I Tested DeepSeek R1 Vs Qwen 2.5 Vs ChatGPT O3-mini With 7 Prompts

OpenAI’s o3-mini model, now available within the free tier of ChatGPT, is a compact, yet powerful AI model designed to excel in advanced reasoning, coding proficiency, and mathematical problem-solving, scoring 96.7% on the American Invitational Mathematics Examination (AIME), surpassing its predecessor, o1.

DeepSeek, the popular Chinese chatbot has proven to be particularly strong in mathematical reasoning and coding tasks, effectively solving complex problems and generating code snippets.
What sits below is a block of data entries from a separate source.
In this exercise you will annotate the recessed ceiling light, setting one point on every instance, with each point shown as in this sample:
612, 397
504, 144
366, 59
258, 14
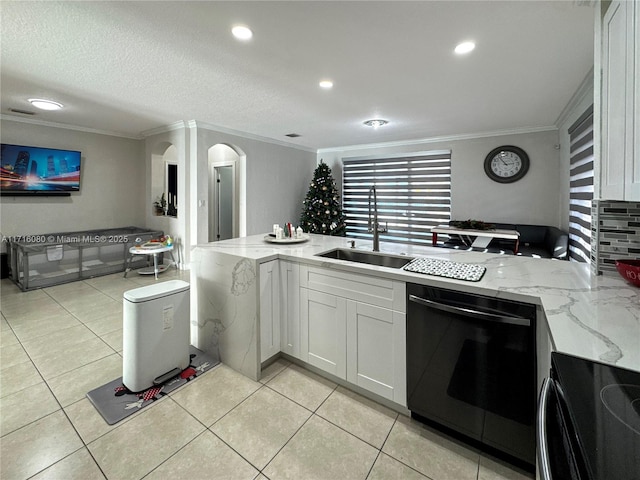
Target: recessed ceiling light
45, 104
242, 32
375, 123
464, 47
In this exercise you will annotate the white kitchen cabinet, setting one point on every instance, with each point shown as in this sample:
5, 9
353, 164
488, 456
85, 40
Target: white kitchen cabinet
353, 326
324, 331
620, 98
290, 308
269, 309
376, 352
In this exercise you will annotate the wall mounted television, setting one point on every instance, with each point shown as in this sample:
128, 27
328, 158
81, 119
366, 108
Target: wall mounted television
28, 170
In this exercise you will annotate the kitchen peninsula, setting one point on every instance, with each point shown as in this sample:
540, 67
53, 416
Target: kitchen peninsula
593, 317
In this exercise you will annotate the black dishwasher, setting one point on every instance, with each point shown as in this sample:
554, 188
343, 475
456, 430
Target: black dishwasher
471, 367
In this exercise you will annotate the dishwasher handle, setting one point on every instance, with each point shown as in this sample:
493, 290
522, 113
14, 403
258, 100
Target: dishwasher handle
544, 464
470, 312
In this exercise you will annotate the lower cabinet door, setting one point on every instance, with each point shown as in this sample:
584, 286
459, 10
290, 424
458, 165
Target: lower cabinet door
269, 310
376, 352
290, 308
323, 331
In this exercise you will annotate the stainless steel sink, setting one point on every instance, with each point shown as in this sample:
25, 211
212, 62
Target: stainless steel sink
371, 258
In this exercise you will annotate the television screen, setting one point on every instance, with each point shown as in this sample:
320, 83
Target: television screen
34, 170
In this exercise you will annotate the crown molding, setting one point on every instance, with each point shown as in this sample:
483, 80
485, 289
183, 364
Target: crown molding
585, 88
444, 138
250, 136
179, 125
44, 123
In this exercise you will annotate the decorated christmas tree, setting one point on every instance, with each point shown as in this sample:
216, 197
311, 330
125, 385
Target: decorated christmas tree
322, 211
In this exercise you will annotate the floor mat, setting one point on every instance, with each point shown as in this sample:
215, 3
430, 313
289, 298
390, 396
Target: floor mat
115, 402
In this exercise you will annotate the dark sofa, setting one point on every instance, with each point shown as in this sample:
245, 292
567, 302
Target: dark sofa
535, 241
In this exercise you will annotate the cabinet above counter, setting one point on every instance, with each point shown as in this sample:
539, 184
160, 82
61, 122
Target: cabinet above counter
595, 317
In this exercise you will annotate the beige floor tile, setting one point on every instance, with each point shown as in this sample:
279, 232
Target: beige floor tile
430, 452
72, 357
37, 446
274, 369
321, 450
302, 386
28, 312
77, 466
68, 290
74, 385
9, 289
92, 307
18, 377
26, 406
12, 355
261, 425
360, 416
89, 423
7, 337
58, 341
114, 287
45, 325
197, 461
213, 394
387, 468
111, 322
138, 446
21, 302
494, 469
114, 340
4, 325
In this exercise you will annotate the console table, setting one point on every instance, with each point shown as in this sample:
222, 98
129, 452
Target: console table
154, 250
43, 260
483, 237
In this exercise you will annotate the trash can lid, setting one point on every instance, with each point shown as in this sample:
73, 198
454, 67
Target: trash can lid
157, 290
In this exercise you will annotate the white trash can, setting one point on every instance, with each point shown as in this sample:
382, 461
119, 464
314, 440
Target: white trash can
156, 334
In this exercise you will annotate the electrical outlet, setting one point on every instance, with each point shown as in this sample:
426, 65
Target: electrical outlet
167, 318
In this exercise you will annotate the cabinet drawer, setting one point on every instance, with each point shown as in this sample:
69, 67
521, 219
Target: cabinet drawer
359, 287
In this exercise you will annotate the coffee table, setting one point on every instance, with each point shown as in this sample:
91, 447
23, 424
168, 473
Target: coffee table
483, 237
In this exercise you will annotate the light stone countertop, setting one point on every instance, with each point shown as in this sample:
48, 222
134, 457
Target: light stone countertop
594, 317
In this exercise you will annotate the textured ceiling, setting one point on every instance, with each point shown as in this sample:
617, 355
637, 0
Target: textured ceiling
129, 67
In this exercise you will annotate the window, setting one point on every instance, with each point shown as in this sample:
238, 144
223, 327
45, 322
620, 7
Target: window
581, 187
413, 192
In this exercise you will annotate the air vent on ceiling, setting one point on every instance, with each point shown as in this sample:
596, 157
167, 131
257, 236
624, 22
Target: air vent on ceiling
22, 112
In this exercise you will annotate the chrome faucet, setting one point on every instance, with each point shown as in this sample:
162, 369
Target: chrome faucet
373, 226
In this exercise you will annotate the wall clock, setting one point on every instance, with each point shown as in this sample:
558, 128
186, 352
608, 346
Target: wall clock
506, 164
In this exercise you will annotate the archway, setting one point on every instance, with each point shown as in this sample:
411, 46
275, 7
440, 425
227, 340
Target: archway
226, 213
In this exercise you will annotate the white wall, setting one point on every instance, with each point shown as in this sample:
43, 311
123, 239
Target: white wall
533, 200
112, 183
277, 179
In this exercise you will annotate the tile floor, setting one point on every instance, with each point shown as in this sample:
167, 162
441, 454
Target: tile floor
60, 342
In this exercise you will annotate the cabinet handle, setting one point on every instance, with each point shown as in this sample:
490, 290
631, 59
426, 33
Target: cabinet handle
470, 312
541, 426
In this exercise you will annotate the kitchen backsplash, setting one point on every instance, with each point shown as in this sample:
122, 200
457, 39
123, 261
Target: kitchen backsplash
615, 233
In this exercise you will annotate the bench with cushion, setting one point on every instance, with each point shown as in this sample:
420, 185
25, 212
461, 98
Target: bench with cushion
535, 241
With superior multilingual capabilities and high inference efficiency, the model has shown versatility in a wide range of applications. Two models, R1 and V3 offer similar answers, yet R1 has the ability to “think” through the answers, offering increased reasoning for more detailed responses.

Yet, since Alibaba’s Qwen 2.5 launched, it has been a top competitor of both DeepSeek and ChatGPT. Also free for users and also excelling at coding proficiency, multilingual understanding, mathematical reasoning, and extended content processing with efficiency and speed, this chatbot is proving to hold its own within the competitive AI space.
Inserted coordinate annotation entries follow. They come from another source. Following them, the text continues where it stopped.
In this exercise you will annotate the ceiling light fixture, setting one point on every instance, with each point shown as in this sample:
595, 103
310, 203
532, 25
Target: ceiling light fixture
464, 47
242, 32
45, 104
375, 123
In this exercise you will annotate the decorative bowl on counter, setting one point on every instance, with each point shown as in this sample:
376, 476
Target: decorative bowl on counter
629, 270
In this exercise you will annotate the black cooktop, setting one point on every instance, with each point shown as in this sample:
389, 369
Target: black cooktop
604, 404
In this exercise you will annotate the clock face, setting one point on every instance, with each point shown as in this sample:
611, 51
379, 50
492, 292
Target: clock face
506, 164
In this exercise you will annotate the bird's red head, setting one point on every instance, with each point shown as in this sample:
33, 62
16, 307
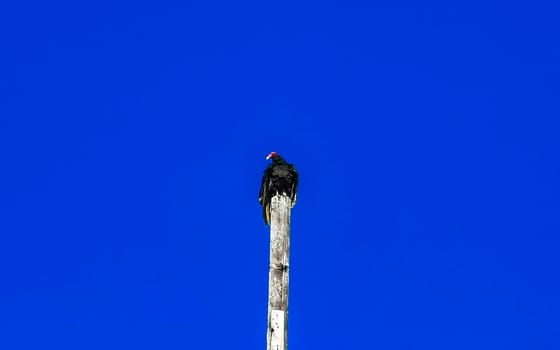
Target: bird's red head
271, 155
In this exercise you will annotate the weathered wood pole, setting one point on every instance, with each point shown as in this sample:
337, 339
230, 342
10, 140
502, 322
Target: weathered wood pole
278, 278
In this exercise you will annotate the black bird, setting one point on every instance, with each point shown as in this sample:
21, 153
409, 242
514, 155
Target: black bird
279, 177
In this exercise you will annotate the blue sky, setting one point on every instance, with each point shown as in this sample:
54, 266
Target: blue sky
133, 139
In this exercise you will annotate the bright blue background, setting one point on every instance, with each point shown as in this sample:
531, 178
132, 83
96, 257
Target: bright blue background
132, 144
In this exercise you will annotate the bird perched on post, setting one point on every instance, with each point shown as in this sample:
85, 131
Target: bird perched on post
280, 178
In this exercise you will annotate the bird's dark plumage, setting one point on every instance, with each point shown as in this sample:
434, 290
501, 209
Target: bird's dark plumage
281, 178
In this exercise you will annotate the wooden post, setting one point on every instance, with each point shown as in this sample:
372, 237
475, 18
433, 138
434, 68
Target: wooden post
278, 278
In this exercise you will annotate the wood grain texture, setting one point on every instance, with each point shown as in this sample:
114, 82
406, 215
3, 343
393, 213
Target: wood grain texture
278, 283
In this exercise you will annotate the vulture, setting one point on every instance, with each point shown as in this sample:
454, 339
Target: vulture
280, 178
So how do these chatbots compare? I put them through a series of the same prompts to test them on everything from advanced reasoning and coding proficiency to problem-solving capabilities. Here’s what happened when these free tier models faced off, including the overall winner.

1. Lateral thinking puzzle

o3-mini vs Qwen 2.5 vs DeepSeek screenshot — (Image credit: Future)

Prompt: “You are in a completely dark room with three light switches on a wall. Each switch controls one of three light bulbs in another room, but you cannot see the bulbs from where you are. You can flip the switches as many times as you want, but you can only enter the bulb room once to check the bulbs. How do you determine which switch controls which bulb?”

o3-mini clearly explains why each bulb state corresponds to a specific switch while using natural, conversational language, making the explanation accessible with easy-to-follow steps.

Qwen 2.5 included an extra layer of clarity by explicitly labeling the switches and numbering the steps, making the explanation easier to follow with strong logical reasoning.

2. Deductive reasoning

Prompt: “A detective is investigating a murder case. He interviews three suspects: Alice, Bob, and Charlie. One of them is guilty, and the other two are telling the truth. Here’s what they say

Alice: “Bob is innocent.”

Bob: “Charlie is guilty.”

Charlie: “I am innocent.”

Who is the murderer?”

o3-mini delivered a step-by-step elimination approach: the model systematically assumes each person is guilty and checks for contradictions. The explanation is clear, logical, and doesn’t overcomplicate.

Qwen 2.5 offers a very structured and logical explanation with well-marked steps, ensuring no contradiction remains in the final conclusion.

DeepSeek offered detailed reasoning and checks for contradictions effectively while explicitly stating why Alice and Bob cannot be guilty. The model maintains logical consistency throughout.

Winner: o3-mini wins for being the most structured and methodical, making it easier for a reader to follow. Qwen 2.5 was a close second.

3. Coding challenge

Prompt: “Write a Python script that simulates a basic banking system with functionalities to deposit, withdraw, and check balance.”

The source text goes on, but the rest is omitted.